Join us for this exclusive opportunity to meet the Now Here artists and get an understanding of the artists collective and the site-specific installation, ask questions, and engage with the art.
The No W here Collective, made up of Alice Hope, Toni Ross, and Bastienne Schmidt, will present the off-site exhibition entitled Now Here, Curated by Christina Mossaides Strassfield. The project will primarily respond to the Life Saving Station’s faking box (a box in which a long rope is faked; used in the life-saving service for a line attached to a shot), seen as the emblematic artifact in the Station’s collection that emanates their mission — to save lives. The faking box, in itself, embodies a formal aesthetic that relates to the Collective’s original artifact and inspiration, the Metropolitan Museum’s Marshallese Navigation Chart.
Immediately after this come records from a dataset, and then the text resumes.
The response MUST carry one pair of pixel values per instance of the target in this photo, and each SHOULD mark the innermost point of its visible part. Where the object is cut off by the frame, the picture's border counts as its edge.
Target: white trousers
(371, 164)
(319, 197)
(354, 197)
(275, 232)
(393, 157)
The collective will show works in the south facing crew quarter’s room on the second floor, the Station’s western facing backyard, and the southeast corner of the wrap around porch, as well as other areas on the site. In the crew’s quarters, the artists will do responsive installations to the room itself and the faking box. The outdoor installations will also be responsive to the site, the faking box, and will include implicit references to the Navigation Chart, from the artists’ non-literal creative perspectives.
About the Amagansett U.S. Life-Saving Station
The Amagansett Station was constructed on Atlantic Avenue in 1902, one of a network of thirty life-saving stations on the South Shore of Long Island. Through each night and in bad weather the crew at these stations kept watch from the lookout tower and by patrolling the beach. Discovering a ship in distress, the life-savers would perform a rescue by launching their surfboat or by firing a line to the ship and taking people off with a breeches buoy. From 1902 to 1937 the crew of the Amagansett Life-Saving Station, most of whom were experienced local fishermen and shore whalers, kept watch over this beach and rescued sailors and passengers from a number of shipwrecks.
The Life-Saving Service and the Lighthouse Service were the two federal programs intended to increase the safety of coastal navigation. These two services were later joined in the U.S. Coast Guard. The Amagansett Life-Saving Station complements the Montauk Point Lighthouse in recalling that era of our maritime history when ships sailing the ocean provided the principal means of transporting goods and people in coastal America.